When Asset Control has been brought into markets such as Brazil, it has been on the strength of an entire ecosystem of services, Petti says. Regulators and banking supervisors also need best-of-breed data systems, and end-user firms follow that lead—not just for compatibility, but for the example of what works best, according to Petti.
By pushing Fatca and the LEI, the US has been swimming against the global tide of how financial data is handled.
In the field of corporate actions services, another provider has found a similar path to reach new markets. As reported in August, SunGard XSP, once a smaller company that had been acquired by SunGard, found that the worldwide reach of its new parent came with an advantage similar to what Asset Control is encountering by serving global clients.
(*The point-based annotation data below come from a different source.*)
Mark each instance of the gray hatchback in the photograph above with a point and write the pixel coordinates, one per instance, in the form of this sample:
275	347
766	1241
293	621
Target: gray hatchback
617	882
SunGard XSP at that time had begun expansion in Singapore, rolling out its cloud-based XSPv5 service and software-as-a-service XSPrisa product there, as part of a broader drive in the Asia-Pacific region through SunGard’s middle- and back-office services footprints.
Ironic Detachment
Those who are counting on rollouts of services within the same major global firms to offices in other regions would hope that these would be seamless, like McCartney’s “getting better all the time” lyric without Lennon’s “couldn’t get much worse” counterpoint. But the latter might be an apt summation of the cross-border complications in the legal entity identifier (LEI) saga. As 2013 progressed, it became more evident that local operating units (LOUs) and pre-LEIs in different markets would each have differences that would need to be coordinated. In October, Thomson Reuters’ Tim Lind told a webcast audience that customers (the end-user firms) are having trouble understanding the interactions between LOUs and the central oversight organizations for the LEI based in Basel.
Similar inter-governmental fractures have surfaced with the US Foreign Account Tax Compliance Act (Fatca). Separate individual Intergovernmental Agreements (IGAs) have been made, and will have to be made between the US and other countries. Only a handful of these are in place to date, since many countries’ laws explicitly prohibit disclosure of financial information to foreign entities and governments. By pushing Fatca and the LEI, the US has been swimming against the global tide of how financial data is handled.
Proceed with Caution
The “Western” regions of the industry—service providers and their clients alike—may need to proceed with caution on grand plans to impose different systems and methods on foreign markets. It’s possible that data systems that have worked well can yield improved data management elsewhere, but at the same time, it’s not impossible that idiosyncrasies of other markets could slow their adoption.